I’m worried about money, and finding a new dog who is right for me (which is seeming like an impossible task now), and being single forever, and about a million other things. And I’m trying to remember in all this that God cares for me. That’s pretty big. The creator of the world cares for me. I don’t know why I believe that sometimes; it seems ridiculous, but I do believe it.
March 29, 2012
My life feels like it’s going by so quickly lately (and almost everyone I know feels that way – can’t we make some sort of deal to slow it down??)
I just got more work which, being self-employed, is fantastic, but leaves me with little thinking time. Truthfully, I can usually use less thinking in my life, but it also leaves me with less prayer/talking to God time. I’ve been thinking of doing the try to read the Bible in a year thing or the try to read a book in the Bible I’ve been wanting to read thing, but what seems to be working most for me is just to pick a little bit of it that is what I need to hear and have it roll around in my head for a while. It can be dangerous to take things out of context, I know, so I am making sure I have read the context and that it is consistent with what I know about God. (although so many things are so hard to know about God).
Anyway, after all that rambling, I’m thinking about Jeremiah today. I’ve loved Jeremiah 29:11 for a long time: “For I know the plans I have for you,” declares the LORD, “plans to prosper you and not to harm you, plans to give you hope and a future.” I have had so many times when I’ve needed to know that God has these plans for me, just like he had them for the exiles. But I also was struck by the part right after that verse: “2 Then you will call on me and come and pray to me, and I will listen to you. 13 You will seek me and find me when you seek me with all your heart.”
It’s very intimate. It makes me feel like God really wants to get to know me. I mean, I know he does know me, but like he really wants me to be a participant in that. It’s exciting and honoring. Like if you have a friend of a friend you’ve admired who makes a point of getting to know you. Only better because I already know somewhere inside of me how much God loves me. And wants me to seek him. Not sure about how that works though. Maybe I’ll have more thoughts about it tomorrow.
February 2, 2010
This is my tattoo:
I got it almost two years ago, in March 2008, when I was really really depressed. I had just gone through a breakup and felt worthless and hopeless. That is a bad combination, but sadly, one that is very common.

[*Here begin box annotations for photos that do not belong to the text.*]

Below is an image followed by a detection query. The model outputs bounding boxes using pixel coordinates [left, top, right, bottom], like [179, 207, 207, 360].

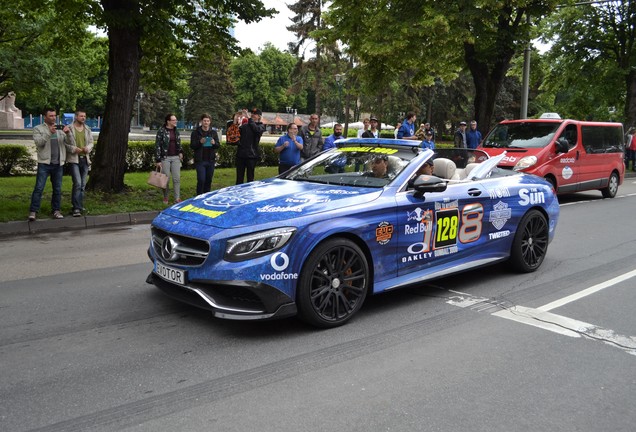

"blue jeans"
[196, 161, 214, 195]
[29, 163, 64, 213]
[70, 157, 88, 210]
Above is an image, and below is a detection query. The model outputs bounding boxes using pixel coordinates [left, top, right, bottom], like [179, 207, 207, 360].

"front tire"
[296, 238, 370, 328]
[510, 210, 549, 273]
[601, 172, 619, 198]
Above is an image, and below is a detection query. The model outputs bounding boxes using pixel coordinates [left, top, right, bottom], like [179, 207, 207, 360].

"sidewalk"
[0, 211, 159, 239]
[0, 171, 636, 239]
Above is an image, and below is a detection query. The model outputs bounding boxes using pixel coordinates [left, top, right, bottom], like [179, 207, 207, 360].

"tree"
[84, 0, 274, 192]
[186, 54, 235, 128]
[287, 0, 323, 115]
[0, 0, 106, 114]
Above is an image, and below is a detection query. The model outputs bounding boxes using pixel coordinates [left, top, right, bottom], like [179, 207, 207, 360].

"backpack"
[225, 123, 241, 145]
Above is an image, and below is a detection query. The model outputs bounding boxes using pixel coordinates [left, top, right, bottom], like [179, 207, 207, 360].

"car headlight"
[513, 156, 537, 171]
[225, 228, 296, 261]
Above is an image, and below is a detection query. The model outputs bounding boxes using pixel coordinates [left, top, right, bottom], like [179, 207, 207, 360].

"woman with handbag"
[190, 114, 221, 195]
[155, 114, 183, 204]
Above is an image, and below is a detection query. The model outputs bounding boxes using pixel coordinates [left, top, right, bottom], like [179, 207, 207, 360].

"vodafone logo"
[269, 252, 289, 271]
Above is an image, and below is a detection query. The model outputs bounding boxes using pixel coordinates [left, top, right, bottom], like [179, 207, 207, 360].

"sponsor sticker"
[179, 204, 225, 219]
[375, 221, 393, 245]
[488, 201, 512, 230]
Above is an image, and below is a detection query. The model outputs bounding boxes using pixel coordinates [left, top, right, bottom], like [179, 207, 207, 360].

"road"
[0, 180, 636, 432]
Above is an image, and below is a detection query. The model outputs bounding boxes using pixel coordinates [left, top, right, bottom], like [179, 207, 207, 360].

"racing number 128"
[422, 203, 484, 252]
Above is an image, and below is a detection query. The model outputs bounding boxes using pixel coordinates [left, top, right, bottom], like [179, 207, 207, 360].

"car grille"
[152, 227, 210, 266]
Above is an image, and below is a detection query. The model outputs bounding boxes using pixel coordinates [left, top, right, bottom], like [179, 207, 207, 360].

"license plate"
[155, 261, 186, 285]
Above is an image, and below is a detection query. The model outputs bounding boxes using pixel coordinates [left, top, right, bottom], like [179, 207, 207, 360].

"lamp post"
[136, 92, 144, 128]
[179, 99, 188, 129]
[336, 74, 344, 123]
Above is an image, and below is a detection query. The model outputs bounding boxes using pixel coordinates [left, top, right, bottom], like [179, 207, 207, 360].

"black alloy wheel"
[296, 238, 370, 328]
[510, 209, 549, 273]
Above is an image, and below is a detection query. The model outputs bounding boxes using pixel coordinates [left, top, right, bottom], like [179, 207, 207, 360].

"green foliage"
[543, 1, 636, 125]
[0, 144, 36, 177]
[186, 54, 234, 128]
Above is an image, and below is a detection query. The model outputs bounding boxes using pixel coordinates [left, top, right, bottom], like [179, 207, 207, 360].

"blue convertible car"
[148, 139, 559, 327]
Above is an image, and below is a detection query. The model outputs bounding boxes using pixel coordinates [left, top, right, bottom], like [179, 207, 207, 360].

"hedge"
[0, 144, 37, 177]
[126, 141, 278, 172]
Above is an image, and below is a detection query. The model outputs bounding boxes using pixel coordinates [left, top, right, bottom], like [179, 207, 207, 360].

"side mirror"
[413, 175, 448, 198]
[555, 138, 570, 153]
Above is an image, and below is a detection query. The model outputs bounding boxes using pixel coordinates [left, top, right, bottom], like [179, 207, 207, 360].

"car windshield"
[482, 122, 561, 148]
[281, 145, 417, 188]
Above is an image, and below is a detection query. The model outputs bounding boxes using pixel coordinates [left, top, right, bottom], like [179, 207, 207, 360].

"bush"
[0, 144, 36, 177]
[117, 140, 278, 172]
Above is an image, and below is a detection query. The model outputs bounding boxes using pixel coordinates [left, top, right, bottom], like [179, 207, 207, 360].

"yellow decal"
[340, 147, 398, 154]
[179, 204, 225, 219]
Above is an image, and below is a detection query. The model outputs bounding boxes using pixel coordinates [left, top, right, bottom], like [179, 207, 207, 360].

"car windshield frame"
[482, 121, 563, 148]
[278, 139, 422, 188]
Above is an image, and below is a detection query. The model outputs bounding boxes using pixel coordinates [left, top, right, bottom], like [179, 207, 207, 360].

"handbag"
[148, 168, 168, 189]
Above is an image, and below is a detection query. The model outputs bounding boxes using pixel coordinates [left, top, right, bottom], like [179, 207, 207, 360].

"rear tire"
[510, 210, 549, 273]
[601, 172, 619, 198]
[296, 238, 370, 328]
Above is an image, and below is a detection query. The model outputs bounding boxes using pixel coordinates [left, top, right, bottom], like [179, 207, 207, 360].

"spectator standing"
[424, 122, 435, 141]
[190, 114, 221, 195]
[397, 111, 417, 140]
[420, 131, 435, 150]
[155, 114, 183, 204]
[454, 122, 466, 148]
[236, 108, 265, 184]
[357, 118, 371, 138]
[625, 127, 636, 171]
[322, 123, 342, 150]
[415, 123, 426, 141]
[274, 123, 303, 174]
[29, 109, 76, 222]
[66, 110, 93, 217]
[300, 114, 323, 160]
[362, 117, 380, 138]
[466, 120, 482, 148]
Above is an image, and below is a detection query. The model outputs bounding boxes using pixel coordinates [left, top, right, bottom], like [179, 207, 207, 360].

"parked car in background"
[147, 138, 559, 327]
[480, 114, 625, 198]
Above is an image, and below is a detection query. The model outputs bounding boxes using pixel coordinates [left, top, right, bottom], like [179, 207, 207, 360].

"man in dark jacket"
[190, 114, 221, 195]
[236, 108, 265, 184]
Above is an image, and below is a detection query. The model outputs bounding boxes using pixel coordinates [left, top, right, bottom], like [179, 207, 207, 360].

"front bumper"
[146, 272, 297, 320]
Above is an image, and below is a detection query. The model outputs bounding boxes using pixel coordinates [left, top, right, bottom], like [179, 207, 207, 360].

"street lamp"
[179, 99, 188, 129]
[336, 74, 344, 123]
[136, 92, 144, 128]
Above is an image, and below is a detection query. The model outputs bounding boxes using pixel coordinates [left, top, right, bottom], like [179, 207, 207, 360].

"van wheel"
[601, 172, 618, 198]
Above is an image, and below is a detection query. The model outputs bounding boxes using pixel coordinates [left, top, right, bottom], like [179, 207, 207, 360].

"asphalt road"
[0, 180, 636, 432]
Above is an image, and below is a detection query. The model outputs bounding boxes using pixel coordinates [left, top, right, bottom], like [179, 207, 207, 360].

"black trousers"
[236, 157, 258, 184]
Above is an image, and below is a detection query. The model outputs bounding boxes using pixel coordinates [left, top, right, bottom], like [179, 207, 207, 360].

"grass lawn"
[0, 167, 278, 222]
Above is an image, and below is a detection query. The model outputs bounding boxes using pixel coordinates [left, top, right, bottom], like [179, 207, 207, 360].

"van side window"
[581, 126, 623, 153]
[557, 124, 577, 149]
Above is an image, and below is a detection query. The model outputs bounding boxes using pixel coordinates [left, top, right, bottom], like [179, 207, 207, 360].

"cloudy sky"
[234, 0, 294, 52]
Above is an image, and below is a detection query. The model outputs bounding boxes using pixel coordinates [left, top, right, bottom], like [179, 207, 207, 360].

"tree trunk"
[87, 0, 141, 192]
[464, 43, 514, 135]
[625, 69, 636, 130]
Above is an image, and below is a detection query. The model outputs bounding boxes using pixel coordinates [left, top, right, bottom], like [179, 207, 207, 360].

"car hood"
[163, 179, 382, 228]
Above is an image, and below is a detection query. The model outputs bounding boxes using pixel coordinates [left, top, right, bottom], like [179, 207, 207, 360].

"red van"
[479, 114, 625, 198]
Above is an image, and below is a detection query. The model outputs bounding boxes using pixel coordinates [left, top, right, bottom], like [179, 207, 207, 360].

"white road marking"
[538, 270, 636, 311]
[446, 270, 636, 356]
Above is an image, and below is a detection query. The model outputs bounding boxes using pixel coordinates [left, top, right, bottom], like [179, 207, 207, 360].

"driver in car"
[364, 155, 389, 179]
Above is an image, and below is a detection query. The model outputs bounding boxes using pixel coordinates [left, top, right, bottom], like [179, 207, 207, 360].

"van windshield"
[482, 122, 561, 148]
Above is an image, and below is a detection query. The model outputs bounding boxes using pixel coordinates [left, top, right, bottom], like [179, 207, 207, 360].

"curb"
[0, 211, 159, 238]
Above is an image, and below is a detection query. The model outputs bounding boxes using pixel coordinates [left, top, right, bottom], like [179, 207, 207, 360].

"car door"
[396, 181, 494, 276]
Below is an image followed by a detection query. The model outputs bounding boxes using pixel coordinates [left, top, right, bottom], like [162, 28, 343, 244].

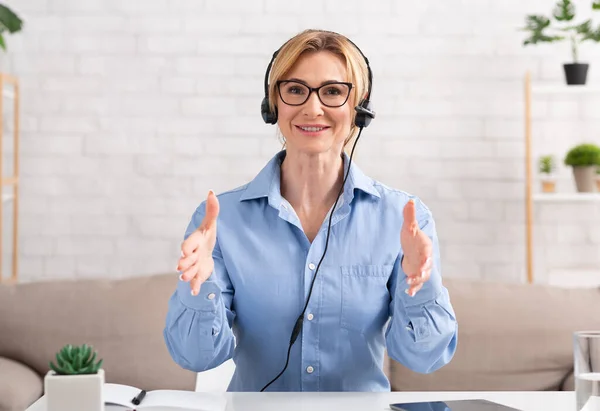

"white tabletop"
[26, 391, 576, 411]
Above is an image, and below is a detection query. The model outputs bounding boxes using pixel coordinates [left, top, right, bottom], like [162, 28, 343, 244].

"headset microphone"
[260, 32, 375, 392]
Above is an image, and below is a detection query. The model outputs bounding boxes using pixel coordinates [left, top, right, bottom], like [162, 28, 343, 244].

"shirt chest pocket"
[340, 265, 393, 333]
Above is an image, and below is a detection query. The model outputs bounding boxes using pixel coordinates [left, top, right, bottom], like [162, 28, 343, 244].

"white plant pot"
[44, 369, 104, 411]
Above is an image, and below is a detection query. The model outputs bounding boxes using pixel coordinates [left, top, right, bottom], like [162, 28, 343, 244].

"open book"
[104, 383, 227, 411]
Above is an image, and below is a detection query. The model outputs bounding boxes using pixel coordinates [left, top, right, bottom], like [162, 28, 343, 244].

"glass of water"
[573, 331, 600, 411]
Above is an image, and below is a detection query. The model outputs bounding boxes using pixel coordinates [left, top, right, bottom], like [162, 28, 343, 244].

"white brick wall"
[2, 0, 600, 281]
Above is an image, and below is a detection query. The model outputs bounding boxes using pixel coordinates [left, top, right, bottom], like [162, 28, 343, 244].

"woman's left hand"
[400, 199, 433, 297]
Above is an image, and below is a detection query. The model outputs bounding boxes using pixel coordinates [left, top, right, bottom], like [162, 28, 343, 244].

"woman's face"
[277, 51, 354, 154]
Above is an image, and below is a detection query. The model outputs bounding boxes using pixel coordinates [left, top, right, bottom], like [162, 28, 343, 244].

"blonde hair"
[268, 29, 370, 147]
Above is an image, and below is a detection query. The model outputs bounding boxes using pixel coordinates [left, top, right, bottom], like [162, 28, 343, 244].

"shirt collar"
[240, 150, 381, 208]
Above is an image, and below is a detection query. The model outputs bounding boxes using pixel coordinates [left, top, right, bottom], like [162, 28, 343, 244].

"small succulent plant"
[50, 344, 103, 375]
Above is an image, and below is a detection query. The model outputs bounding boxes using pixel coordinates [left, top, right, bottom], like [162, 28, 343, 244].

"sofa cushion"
[388, 278, 600, 391]
[0, 274, 196, 390]
[0, 357, 44, 411]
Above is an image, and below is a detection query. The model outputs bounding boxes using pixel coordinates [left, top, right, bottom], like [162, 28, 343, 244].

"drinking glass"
[573, 331, 600, 411]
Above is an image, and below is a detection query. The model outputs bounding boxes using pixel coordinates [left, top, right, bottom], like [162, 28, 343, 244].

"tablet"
[390, 400, 522, 411]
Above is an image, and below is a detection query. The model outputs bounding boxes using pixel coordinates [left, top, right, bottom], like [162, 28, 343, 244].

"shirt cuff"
[177, 278, 221, 312]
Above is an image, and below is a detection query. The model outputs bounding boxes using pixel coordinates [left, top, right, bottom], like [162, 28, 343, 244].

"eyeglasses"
[277, 80, 352, 107]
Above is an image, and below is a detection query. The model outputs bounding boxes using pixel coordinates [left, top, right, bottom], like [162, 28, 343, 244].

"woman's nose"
[302, 92, 323, 116]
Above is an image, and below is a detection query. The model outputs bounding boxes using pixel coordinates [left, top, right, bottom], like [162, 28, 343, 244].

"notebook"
[390, 399, 519, 411]
[104, 383, 227, 411]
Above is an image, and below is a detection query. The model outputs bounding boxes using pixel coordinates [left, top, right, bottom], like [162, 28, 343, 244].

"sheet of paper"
[137, 390, 227, 411]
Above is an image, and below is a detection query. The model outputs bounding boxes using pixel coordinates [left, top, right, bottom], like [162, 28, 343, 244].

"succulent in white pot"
[44, 344, 105, 411]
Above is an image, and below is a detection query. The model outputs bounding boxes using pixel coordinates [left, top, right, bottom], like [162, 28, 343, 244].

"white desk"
[26, 391, 576, 411]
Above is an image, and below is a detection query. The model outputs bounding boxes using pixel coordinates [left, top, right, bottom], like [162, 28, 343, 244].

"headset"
[260, 32, 375, 392]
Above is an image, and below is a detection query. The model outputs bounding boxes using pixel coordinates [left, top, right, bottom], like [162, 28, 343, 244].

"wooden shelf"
[531, 84, 600, 96]
[533, 193, 600, 203]
[523, 71, 600, 284]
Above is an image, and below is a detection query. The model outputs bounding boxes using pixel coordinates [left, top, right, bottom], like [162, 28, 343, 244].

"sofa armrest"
[0, 357, 44, 411]
[560, 370, 575, 391]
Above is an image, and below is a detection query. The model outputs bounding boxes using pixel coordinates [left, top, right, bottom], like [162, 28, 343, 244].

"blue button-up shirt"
[164, 150, 457, 391]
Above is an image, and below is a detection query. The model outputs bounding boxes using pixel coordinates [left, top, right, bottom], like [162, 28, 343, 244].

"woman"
[164, 30, 457, 391]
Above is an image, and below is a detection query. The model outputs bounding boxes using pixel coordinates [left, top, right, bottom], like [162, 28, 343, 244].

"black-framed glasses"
[277, 80, 352, 107]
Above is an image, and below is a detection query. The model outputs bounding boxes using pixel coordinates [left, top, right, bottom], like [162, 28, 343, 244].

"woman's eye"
[325, 87, 342, 96]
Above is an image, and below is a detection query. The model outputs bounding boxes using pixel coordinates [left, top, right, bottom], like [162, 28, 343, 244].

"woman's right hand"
[177, 190, 219, 295]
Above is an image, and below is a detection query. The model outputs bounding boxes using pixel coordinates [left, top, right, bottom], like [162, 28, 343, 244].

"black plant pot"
[563, 63, 590, 85]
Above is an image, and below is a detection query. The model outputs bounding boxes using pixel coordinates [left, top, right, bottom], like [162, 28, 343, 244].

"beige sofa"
[0, 274, 600, 411]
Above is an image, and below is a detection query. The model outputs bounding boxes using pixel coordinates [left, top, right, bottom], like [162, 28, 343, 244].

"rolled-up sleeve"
[386, 202, 458, 373]
[163, 203, 235, 372]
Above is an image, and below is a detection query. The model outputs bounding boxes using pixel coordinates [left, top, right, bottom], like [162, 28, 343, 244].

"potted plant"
[538, 155, 556, 193]
[522, 0, 600, 85]
[0, 4, 23, 51]
[44, 344, 104, 411]
[565, 143, 600, 193]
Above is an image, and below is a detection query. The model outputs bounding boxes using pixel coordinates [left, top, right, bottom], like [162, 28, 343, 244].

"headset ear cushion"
[260, 97, 277, 124]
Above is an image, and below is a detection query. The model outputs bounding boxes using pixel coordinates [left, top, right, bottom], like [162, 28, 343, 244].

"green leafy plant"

My tattoo says “shekinah” in Hebrew. The word means the presence or dwelling place of God. Sometimes translated as the manifestation of God, the glory of the Lord, or the Holy Spirit, it was my reminder that I wasn’t allowed to think that God wasn’t present with me. I might feel that way – and I did. But I made the commitment to believe even when it felt like I was just deluding myself.
This blog has the blogger’s reasons for getting a tattoo which are much the same as mine. I really like that he chose the word “rescued.” I have a friend who has “deconverted” and cites two reasons: one, that there is no scientific proof for the existence of God; and two, that God doesn’t rescue people. That last part is what really touches me. I think it would feel so incredibly hopeless to feel like God doesn’t or can’t rescue people. Somehow – and I don’t know how – even at my worst, I knew that he did. I didn’t know why he wasn’t rescuing me at that moment, but at my core, I still knew that God was the Redeemer who still redeemed and rescued his people. I can’t even explain how I am so sure, but I know that more clearly than I know just about anything else. It’s beautiful to me in the way that birth is beautiful.
I’d love to get another tattoo – either that uses the verse from Job about I know that my Redeemer lives, or something about being redeemed and rescued. I can’t think of another spot I want it though, that’s my main obstacle. Oh, and it hurts.
June 26, 2009
I know that my Redeemer lives, and that in the end he will stand upon the earth.